Jul 1, 2013
It is with great pleasure that we welcome our latest contributor to the site, Mr Sean Bodley. Sean is an enthusiast for all things Ibanez, and recently had his awesome collection of RGs and JEMs shared by the official Ibanez Facebook page! Guitar teacher by day and live shred wizard by night, he’s here to share his unique perspective on the guitars he loves. ~thesamurai
Sean Bodley here, solo artist and avid fan of guitars and gear! If you’re not familiar with my material, it’s very much in the style of Joe Satriani and Steve Vai, and that’s why this review is about a guitar that just screams “awesome instrumental rock” – the Ibanez JEM70V.
Now Steve Vai’s signature Ibanez JEM has been in production now for over 20 years, but in the last few years it has seen very little in the way of change to hardware or finish, so when I first heard a new model was coming out in 2012 I was amped! Would it be fluoro Green? Shocking Pink? Or perhaps Road Flare Red?!
I was in for a bit of a surprise…
First of all, that this new JEM wasn’t Japanese!!
It is in fact made in the new Indonesian factory where Ibanez has launched its more affordable Premium line of guitars. Steve Vai himself claims the Premium line is designed to offer the specs of Prestige Japanese instruments at an ‘affordable price point’ for guitarists.
Second, the new colour was Seafoam Green, specifically picked by Vai due to his love of classic cars from the 50’s and 60’s. Now this colour won’t appeal to everyone (took me about 6 months to really appreciate it), but fans of Fender guitars may dig it straight away, and it looks way better in person than in catalogue shots, trust me!
Under The Hood:
The new JEM boasts the original Edge Trem, arguably Ibanez’s most acclaimed trem system, due to its stability, smooth operation and has been the trem of choice for both Vai and Satriani throughout their careers. They have revamped and redesigned it a bunch of times (Edge Pro, Edge Zero etc) but everyone still comes back to the Original Edge.

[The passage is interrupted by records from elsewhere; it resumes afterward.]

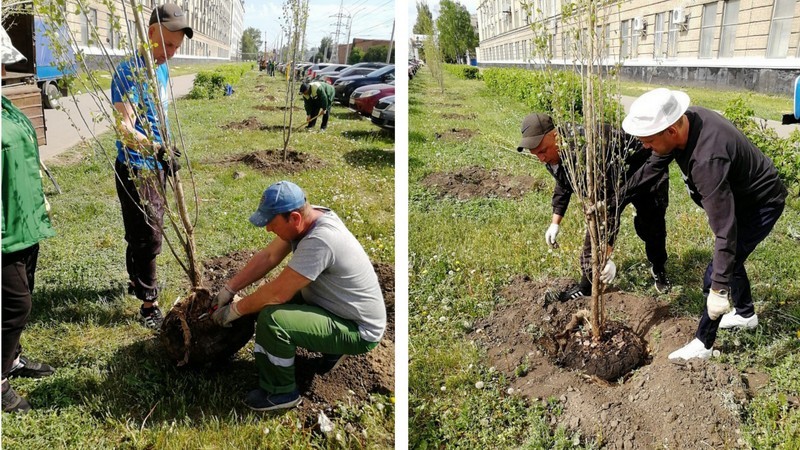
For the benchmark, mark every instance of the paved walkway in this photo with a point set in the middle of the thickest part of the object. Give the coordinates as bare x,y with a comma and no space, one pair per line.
63,134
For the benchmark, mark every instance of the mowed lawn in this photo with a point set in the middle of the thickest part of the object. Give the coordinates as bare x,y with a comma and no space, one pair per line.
461,253
114,388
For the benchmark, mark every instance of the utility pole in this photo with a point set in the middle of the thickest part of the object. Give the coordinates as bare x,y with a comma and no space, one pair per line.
391,44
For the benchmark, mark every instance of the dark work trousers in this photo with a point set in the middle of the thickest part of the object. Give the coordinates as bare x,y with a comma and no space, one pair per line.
650,225
19,269
143,225
325,116
751,228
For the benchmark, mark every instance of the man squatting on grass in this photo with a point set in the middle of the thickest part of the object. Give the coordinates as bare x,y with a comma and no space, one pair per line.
327,299
25,223
540,136
141,150
317,98
727,176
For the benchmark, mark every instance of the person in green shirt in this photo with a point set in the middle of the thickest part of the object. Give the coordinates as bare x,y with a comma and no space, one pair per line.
25,222
318,99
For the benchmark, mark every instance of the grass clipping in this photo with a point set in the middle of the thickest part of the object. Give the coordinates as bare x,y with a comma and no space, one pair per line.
189,336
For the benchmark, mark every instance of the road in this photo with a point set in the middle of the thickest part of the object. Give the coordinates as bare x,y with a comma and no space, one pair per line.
80,120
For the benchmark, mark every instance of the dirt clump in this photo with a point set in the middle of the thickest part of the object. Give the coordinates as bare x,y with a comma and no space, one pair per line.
456,134
661,404
270,161
475,182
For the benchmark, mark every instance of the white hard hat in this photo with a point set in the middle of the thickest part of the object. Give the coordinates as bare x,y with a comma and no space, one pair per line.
8,53
654,111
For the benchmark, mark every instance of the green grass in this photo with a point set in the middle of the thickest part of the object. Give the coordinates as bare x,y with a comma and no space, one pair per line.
113,387
766,106
462,253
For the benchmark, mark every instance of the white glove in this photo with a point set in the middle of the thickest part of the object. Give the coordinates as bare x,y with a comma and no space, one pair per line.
609,272
224,296
551,234
717,304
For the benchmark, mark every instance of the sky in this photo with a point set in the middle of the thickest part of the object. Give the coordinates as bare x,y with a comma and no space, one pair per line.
472,7
372,19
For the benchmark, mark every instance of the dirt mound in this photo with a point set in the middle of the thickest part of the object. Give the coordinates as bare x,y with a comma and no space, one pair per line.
662,404
456,134
270,161
251,123
478,182
356,377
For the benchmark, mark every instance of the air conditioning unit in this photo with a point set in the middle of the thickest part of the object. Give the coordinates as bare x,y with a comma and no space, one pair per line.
678,16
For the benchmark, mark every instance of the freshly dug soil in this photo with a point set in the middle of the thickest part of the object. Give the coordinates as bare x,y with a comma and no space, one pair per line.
660,405
356,377
456,134
270,161
475,182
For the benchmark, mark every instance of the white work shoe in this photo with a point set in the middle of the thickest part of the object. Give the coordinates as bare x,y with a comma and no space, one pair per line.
694,349
733,320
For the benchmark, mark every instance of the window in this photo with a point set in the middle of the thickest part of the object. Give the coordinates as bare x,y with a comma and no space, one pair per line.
780,28
658,36
727,38
672,39
707,30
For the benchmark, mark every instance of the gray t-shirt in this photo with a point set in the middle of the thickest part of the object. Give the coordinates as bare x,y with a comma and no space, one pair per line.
342,278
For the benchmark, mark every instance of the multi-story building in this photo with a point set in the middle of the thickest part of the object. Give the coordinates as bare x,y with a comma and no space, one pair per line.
217,26
752,44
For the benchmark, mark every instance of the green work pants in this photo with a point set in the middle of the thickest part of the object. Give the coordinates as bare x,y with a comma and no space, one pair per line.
280,329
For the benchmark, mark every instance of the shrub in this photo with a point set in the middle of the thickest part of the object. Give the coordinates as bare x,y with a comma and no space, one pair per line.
464,72
784,152
211,83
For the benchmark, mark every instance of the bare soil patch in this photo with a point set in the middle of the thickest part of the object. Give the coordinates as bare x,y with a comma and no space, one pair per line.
474,182
270,161
661,405
356,377
456,134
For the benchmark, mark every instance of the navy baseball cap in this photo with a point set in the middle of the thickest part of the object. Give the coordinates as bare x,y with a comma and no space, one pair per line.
281,197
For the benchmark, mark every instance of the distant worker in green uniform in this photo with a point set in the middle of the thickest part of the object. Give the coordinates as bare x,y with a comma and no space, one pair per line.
318,98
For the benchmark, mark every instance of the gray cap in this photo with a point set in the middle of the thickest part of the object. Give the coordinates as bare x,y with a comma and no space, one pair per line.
534,127
172,17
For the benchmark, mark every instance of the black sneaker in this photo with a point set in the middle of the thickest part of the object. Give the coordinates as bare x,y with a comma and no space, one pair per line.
329,362
261,400
13,402
662,283
573,293
151,317
30,369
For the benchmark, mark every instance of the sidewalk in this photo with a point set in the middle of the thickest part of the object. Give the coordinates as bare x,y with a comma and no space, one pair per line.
62,134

The body is American Basswood, loaded with Vai’s signature DiMarzio Evolution pickups in the classic HSH config. with 5 way selector.
The neck is really where this guitar steps up, in my opinion. It’s got the Ibanez All Access Neck Joint (AANJ) for maximum upper fret access, with the Wizard neck profile. It is constructed from 5 piece maple/walnut and titanium truss rods for maximum stability. Adorning the rosewood fretboard is the distinctive ‘Tree Of Life’ inlay, coloured to match the body finish. The Premium frets are well prepared with rounded off edges – it’s smooth and super fast, perfect for shredders and rockers alike.
‘But wait! How does it compare to the JEMs of old?’ I hear you say.
Well, personally I believe these new Premium JEMs to be of the same high standard as (or at least fairly close to) the classic Japanese JEMs – and I own an original JEM77FP! As with most Ibanezes, there are a few issues with regard to finishing. The bolt holes where the neck joins the body are a bit rough, but this is only a minor issue. I’m not a purist – I don’t believe all Japanese guitars to be superior to the rest of the world, and in fact I’ve played some really expensive and extremely bad guitars from Japan, so don’t let the Made in Indonesia tag put you off. At least play one for yourself and find out.
So how does it sound?
This is a very versatile guitar – the Evo pickups give a wide array of tones, and while they’re quite not my favourite of Dimarzio’s pickup range, they do suit this guitar well. Let’s check out a few examples.
Clip 1 is the beginning of ‘On The Backs Of Angels’ by Dream Theater. I have played it using reverb, chorus and delay for a Vai-reminiscent sound, with the guitar in each pickup position, beginning with the neck:
Clip 2 is some improvised playing over a clean rhythm. Once again it’s all pickup positions beginning with the neck, at low gain:
And finally for Clip 3, I let loose and improvised over a backing track – time for some fun!! Lead guitar is played using various pickup settings:
The Bottom Line:
For the price, I don’t think you can go wrong with this guitar. If you can get past the colour, it’s a well built, versatile guitar that will take you from jazz to metal and back again. It’s not cheap ($2129) but is quite a bit cheaper than the next model up (the Prestige JEM7V at $4195) and you get much the same tone for a reduced price.
I’ve had the guitar in the studio and on stage for just over 6 months now and it’s handled everything from Sweet Home Alabama to Schism and everything in between. Fingers crossed they will do well on the market so that Ibanez will release a new colour in 2014 – I will be first in line!